The continuing drama of RISC vs. CISC
Full Speed Ahead
Crank the compilers and turn up the system clock; maddog explains the basic differences between RISC and CISC architectures.
Recently, it was announced that Hewlett Packard had won a long-outstanding lawsuit against Oracle, citing that Oracle had violated a business agreement requiring support for the Itanium processor. I remember when the Itanium was announced. All I could do was slap my head and say, "Again?" How many times did we have to invent Ultra Wide Instruction Set Computing (UWISC) in computer science?
At that time Digital was putting all of its thrust behind a Reduced Instruction Set Computing (RISC) processor named Alpha, after years of making Complicated Instruction Set Computing (CISC) hardware, such as the PDP-11 and VAX.

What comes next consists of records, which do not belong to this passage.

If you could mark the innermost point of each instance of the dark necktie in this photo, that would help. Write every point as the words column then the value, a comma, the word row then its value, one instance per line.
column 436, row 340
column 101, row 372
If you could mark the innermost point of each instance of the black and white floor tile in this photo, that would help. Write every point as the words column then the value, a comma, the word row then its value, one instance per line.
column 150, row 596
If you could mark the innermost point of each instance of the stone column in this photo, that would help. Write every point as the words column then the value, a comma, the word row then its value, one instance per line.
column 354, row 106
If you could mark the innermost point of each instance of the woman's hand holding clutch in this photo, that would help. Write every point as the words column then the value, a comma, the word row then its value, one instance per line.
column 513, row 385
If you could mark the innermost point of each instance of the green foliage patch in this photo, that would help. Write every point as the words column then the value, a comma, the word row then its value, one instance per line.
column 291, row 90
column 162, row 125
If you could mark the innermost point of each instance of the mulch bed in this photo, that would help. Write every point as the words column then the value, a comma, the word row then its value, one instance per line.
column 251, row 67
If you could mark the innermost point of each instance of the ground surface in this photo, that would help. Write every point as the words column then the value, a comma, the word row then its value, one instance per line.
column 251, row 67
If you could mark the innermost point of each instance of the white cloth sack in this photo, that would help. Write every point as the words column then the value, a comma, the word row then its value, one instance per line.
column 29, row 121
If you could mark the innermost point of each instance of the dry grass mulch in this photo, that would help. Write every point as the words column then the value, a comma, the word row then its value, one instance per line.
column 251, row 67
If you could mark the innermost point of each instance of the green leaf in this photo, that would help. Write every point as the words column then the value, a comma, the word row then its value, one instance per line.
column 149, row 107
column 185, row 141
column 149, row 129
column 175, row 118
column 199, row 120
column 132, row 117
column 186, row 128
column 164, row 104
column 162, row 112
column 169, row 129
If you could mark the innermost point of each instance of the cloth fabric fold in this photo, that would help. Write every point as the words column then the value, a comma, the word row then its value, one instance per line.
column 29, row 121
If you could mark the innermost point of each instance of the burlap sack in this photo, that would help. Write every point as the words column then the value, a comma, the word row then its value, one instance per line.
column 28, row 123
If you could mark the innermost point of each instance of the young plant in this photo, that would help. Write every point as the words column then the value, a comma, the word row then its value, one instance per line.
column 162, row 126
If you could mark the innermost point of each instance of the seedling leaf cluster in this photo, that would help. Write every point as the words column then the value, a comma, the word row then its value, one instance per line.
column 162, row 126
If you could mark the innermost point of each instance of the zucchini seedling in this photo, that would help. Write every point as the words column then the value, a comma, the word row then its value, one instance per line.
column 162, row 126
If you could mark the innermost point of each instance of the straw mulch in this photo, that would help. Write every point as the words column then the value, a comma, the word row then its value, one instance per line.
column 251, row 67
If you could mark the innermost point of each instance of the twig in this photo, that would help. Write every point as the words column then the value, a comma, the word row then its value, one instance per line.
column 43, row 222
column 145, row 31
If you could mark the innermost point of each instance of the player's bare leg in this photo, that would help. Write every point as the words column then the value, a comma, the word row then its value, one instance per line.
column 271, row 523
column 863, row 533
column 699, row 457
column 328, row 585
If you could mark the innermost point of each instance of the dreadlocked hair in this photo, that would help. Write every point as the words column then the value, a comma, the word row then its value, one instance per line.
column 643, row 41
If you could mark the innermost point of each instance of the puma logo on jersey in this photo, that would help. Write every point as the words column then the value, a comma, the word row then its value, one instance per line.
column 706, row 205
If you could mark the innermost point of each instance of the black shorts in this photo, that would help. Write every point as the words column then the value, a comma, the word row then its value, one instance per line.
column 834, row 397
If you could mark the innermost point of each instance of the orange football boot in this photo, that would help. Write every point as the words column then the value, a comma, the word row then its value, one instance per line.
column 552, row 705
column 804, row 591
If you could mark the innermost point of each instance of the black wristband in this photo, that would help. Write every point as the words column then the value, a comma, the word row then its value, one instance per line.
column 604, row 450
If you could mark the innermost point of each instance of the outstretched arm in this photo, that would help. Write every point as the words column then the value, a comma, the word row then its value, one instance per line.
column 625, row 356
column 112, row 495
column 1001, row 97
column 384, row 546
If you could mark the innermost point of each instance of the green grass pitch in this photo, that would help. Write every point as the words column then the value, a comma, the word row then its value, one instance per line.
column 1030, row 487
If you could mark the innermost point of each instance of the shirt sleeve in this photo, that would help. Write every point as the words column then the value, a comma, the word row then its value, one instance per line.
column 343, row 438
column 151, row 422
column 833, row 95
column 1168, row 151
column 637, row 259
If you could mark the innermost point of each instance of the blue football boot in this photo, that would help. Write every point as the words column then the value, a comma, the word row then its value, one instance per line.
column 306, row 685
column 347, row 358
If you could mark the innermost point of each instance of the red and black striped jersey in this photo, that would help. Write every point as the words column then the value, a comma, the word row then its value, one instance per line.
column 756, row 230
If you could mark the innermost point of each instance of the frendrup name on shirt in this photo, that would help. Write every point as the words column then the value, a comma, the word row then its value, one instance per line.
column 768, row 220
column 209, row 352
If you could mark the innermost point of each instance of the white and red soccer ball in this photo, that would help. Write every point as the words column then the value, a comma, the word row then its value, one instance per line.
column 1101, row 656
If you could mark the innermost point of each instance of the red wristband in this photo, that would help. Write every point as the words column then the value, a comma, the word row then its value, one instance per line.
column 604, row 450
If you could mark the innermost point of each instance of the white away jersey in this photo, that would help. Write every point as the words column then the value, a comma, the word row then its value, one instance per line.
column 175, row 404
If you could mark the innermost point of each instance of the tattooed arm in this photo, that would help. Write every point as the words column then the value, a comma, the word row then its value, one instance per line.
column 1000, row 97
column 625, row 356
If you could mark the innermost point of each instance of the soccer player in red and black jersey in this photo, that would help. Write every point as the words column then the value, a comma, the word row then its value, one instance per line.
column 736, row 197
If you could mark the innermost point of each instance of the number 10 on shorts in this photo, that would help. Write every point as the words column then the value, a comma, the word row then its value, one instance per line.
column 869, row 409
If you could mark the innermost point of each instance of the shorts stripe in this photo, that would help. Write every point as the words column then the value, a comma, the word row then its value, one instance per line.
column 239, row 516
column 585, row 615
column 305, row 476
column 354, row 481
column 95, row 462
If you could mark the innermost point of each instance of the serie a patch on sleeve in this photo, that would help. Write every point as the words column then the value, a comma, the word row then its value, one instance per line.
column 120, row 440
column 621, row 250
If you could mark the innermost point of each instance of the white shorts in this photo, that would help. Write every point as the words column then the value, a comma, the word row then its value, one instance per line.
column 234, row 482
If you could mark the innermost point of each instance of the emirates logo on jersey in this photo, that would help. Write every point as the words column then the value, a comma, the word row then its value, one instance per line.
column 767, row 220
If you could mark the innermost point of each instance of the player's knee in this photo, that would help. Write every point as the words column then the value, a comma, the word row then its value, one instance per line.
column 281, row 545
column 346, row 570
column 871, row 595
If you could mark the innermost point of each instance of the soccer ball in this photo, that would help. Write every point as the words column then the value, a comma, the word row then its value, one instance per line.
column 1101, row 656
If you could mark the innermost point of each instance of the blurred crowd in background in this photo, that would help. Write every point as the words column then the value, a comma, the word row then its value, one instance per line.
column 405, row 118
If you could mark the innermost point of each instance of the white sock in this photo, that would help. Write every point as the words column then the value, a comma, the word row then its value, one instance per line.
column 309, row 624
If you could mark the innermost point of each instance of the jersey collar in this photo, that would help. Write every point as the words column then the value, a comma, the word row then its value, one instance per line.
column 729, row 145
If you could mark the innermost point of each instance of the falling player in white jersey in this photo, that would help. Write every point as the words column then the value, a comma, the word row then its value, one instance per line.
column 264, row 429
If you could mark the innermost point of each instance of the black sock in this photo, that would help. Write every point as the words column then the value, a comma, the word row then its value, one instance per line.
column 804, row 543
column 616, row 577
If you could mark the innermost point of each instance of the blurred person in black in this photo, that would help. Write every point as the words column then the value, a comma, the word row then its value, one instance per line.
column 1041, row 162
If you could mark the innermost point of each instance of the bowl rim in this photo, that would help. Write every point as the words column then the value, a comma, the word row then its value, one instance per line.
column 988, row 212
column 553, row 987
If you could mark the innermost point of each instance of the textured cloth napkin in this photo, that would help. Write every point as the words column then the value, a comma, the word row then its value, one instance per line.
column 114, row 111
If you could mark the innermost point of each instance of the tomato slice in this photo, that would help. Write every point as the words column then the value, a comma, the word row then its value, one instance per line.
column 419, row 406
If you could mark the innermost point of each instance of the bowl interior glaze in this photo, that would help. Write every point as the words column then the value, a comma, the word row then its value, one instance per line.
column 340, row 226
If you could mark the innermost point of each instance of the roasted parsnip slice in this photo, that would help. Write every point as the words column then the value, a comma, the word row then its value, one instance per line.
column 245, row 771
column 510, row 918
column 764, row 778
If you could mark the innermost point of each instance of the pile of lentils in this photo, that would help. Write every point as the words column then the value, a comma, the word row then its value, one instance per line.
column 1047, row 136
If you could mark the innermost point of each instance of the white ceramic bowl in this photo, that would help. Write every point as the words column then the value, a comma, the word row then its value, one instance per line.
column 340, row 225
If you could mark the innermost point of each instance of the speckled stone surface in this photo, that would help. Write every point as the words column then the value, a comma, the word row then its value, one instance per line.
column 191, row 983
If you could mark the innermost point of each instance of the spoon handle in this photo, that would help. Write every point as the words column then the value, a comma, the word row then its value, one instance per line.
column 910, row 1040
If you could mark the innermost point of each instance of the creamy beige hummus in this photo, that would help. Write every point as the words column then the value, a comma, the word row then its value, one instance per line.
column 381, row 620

The basic difference between CISC and RISC architectures is that for every instruction the programmer codes, tens, hundreds, or even thousands of tiny little instructions (called "microcode") in a CISC computer tell the hardware exactly what to do to solve a potentially complex set of tasks, whereas in a RISC computer, each machine language instruction basically does one tiny little thing. You might need tens, hundreds, or thousands of RISC instructions to do the same work as a CISC instruction – but then again, you might not. It depends on what the compiler generates.